Europe’s top human rights court Thursday ruled inadmissible a man’s discrimination claim against a Belfast bakery for declining his pro-gay marriage cake order because of its owners’ religious beliefs.

The ruling ended a years-long legal battle that had raised questions about civil rights, religious freedoms and sexual orientation in Northern Ireland, a region of Britain.

The saga also mirrored similar, high-profile cases in the United States where bakeries and other businesses in recent years have refused to cater same-sex weddings.

The European Court of Human Rights, or ECHR, said Thursday that the claim was inadmissible because the complainant, gay rights activist Gareth Lee, had failed to invoke his rights under Europe’s human rights convention as the case made its way through the British court system.

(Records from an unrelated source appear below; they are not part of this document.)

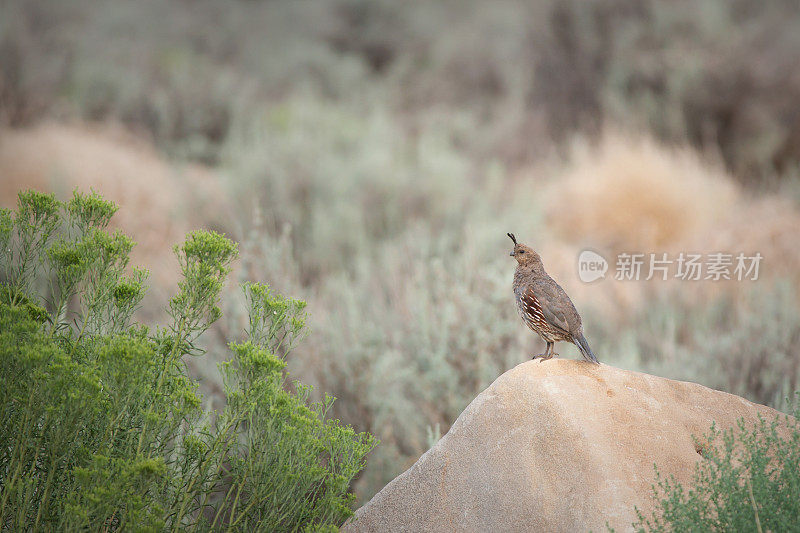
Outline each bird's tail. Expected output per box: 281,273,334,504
573,332,599,364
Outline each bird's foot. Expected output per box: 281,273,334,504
532,353,554,362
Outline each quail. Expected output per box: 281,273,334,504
508,233,599,363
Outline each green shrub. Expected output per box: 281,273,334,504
0,189,376,531
629,398,800,532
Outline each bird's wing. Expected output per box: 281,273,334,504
527,283,573,336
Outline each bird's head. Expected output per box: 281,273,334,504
507,233,544,269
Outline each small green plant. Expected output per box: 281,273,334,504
630,397,800,532
0,189,376,531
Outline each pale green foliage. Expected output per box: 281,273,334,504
3,190,60,300
217,335,376,528
67,189,118,234
628,399,800,531
221,285,372,529
592,283,800,409
219,93,800,500
0,190,376,531
0,189,145,335
243,282,308,355
5,0,800,178
167,230,239,356
304,232,526,493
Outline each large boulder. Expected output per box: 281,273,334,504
347,359,786,532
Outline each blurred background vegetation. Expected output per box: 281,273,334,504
1,0,799,502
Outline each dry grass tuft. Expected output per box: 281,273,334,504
537,132,800,326
547,132,739,252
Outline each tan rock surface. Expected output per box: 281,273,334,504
347,359,785,532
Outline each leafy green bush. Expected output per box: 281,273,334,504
0,189,376,531
630,399,800,532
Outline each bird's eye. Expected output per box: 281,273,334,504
519,250,525,254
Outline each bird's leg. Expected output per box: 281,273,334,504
550,341,559,358
543,342,556,360
533,342,547,360
533,342,554,361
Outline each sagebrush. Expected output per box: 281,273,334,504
630,397,800,531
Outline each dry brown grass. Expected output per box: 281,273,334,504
530,132,800,322
547,132,740,252
0,122,233,316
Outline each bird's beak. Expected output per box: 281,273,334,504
509,251,515,257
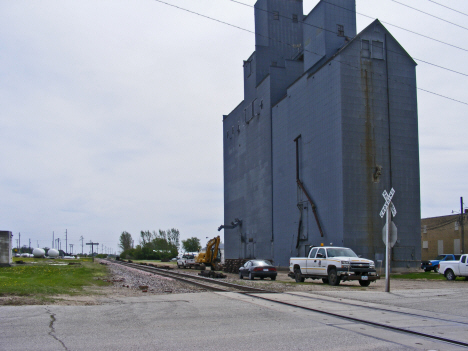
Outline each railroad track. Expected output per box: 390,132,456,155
110,259,270,293
246,292,468,348
109,259,468,348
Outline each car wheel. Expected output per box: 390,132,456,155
359,280,371,287
445,269,456,281
177,264,181,268
322,278,329,284
260,277,264,280
434,266,439,273
249,272,254,280
294,269,305,283
328,269,340,286
271,276,276,281
239,271,243,279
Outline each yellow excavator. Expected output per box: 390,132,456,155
195,236,222,270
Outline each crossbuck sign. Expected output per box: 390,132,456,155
380,188,397,218
380,187,396,293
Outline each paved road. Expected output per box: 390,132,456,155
1,287,468,351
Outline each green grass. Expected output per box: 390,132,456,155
389,271,460,280
0,258,110,298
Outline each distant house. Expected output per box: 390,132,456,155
222,0,420,268
421,213,467,261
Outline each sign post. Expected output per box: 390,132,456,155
86,242,99,262
380,188,396,293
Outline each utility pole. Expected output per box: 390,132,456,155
80,236,84,255
70,244,73,254
18,232,20,250
461,197,465,254
65,229,68,255
29,239,31,253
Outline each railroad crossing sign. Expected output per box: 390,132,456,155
380,188,396,293
380,188,397,218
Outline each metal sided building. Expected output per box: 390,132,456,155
222,0,421,269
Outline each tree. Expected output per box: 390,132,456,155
182,237,201,253
119,231,133,251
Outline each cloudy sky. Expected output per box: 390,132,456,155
1,0,467,253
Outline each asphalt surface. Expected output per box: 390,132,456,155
2,285,468,351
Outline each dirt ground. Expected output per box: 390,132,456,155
1,260,463,306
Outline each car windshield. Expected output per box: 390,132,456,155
251,260,272,266
326,248,358,258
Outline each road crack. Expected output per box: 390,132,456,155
45,308,69,351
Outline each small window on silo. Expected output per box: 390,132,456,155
337,24,344,37
372,40,384,59
361,40,370,58
422,241,428,249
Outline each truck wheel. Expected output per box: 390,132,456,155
434,266,439,273
294,269,305,283
328,269,340,286
424,268,430,272
359,280,371,287
322,278,329,284
445,269,456,281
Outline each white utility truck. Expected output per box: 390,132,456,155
289,246,379,286
438,254,468,280
177,254,196,269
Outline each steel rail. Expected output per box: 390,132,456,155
246,293,468,348
111,260,270,294
284,292,468,326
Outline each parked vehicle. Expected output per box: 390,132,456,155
420,254,461,272
289,246,379,286
177,254,196,269
438,254,468,280
239,260,277,280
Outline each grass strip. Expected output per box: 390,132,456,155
0,258,110,298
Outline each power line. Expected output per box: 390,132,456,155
427,0,468,17
151,0,467,106
227,0,468,77
390,0,468,31
319,0,468,53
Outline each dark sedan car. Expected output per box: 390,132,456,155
239,260,277,280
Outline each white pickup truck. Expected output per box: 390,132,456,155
289,246,379,286
438,254,468,280
177,254,196,269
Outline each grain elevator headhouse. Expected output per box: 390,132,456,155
222,0,420,269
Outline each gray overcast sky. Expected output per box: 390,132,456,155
1,0,467,253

“By relying solely on domestic law, the applicant had deprived the domestic courts the opportunity to address any Convention issues raised,” the judges wrote, adding that Lee was asking the ECHR to “usurp the role of domestic courts.”

The complaint was first made in 2014 after Lee notified Northern Ireland’s Equality Commission that the Christian-run bakery, Ashers Baking Co., had canceled his order for a cake featuring Sesame Street characters Bert and Ernie and bearing the slogan “Support Gay Marriage." Same-sex marriage was illegal in Northern Ireland at the time.

The company fired back, citing religious freedom, but ultimately lost the original case and a subsequent appeal. In 2018, however, Britain’s Supreme Court ruled in favor of Ashers, saying that the bakery had not discriminated against Lee because of his sexual orientation.

“They would have refused to make such a cake for any customer, irrespective of their sexual orientation,” the court’s then-president, Lady Hale, said, the BBC reported. “Their objection was to the message on the cake, not to the personal characteristics of Mr. Lee.”

Lee said Thursday that he was disappointed that the case was dismissed on a “technicality.”

“None of us should be expected to have to figure out the beliefs of a company’s owners before going into their shop or paying for their services,” he said.

The Irish Times quoted the deputy director of the Committee on the Administration of Justice, a Northern Ireland-based rights group that was a third-party intervener in the case, as saying the ruling was a “missed opportunity” for the ECHR.

The court, Daniel Holder said, could have used the decision to “clarify its case law on sexual orientation and discrimination in the private sector, particularly when it is said to relate to the message rather than the customer."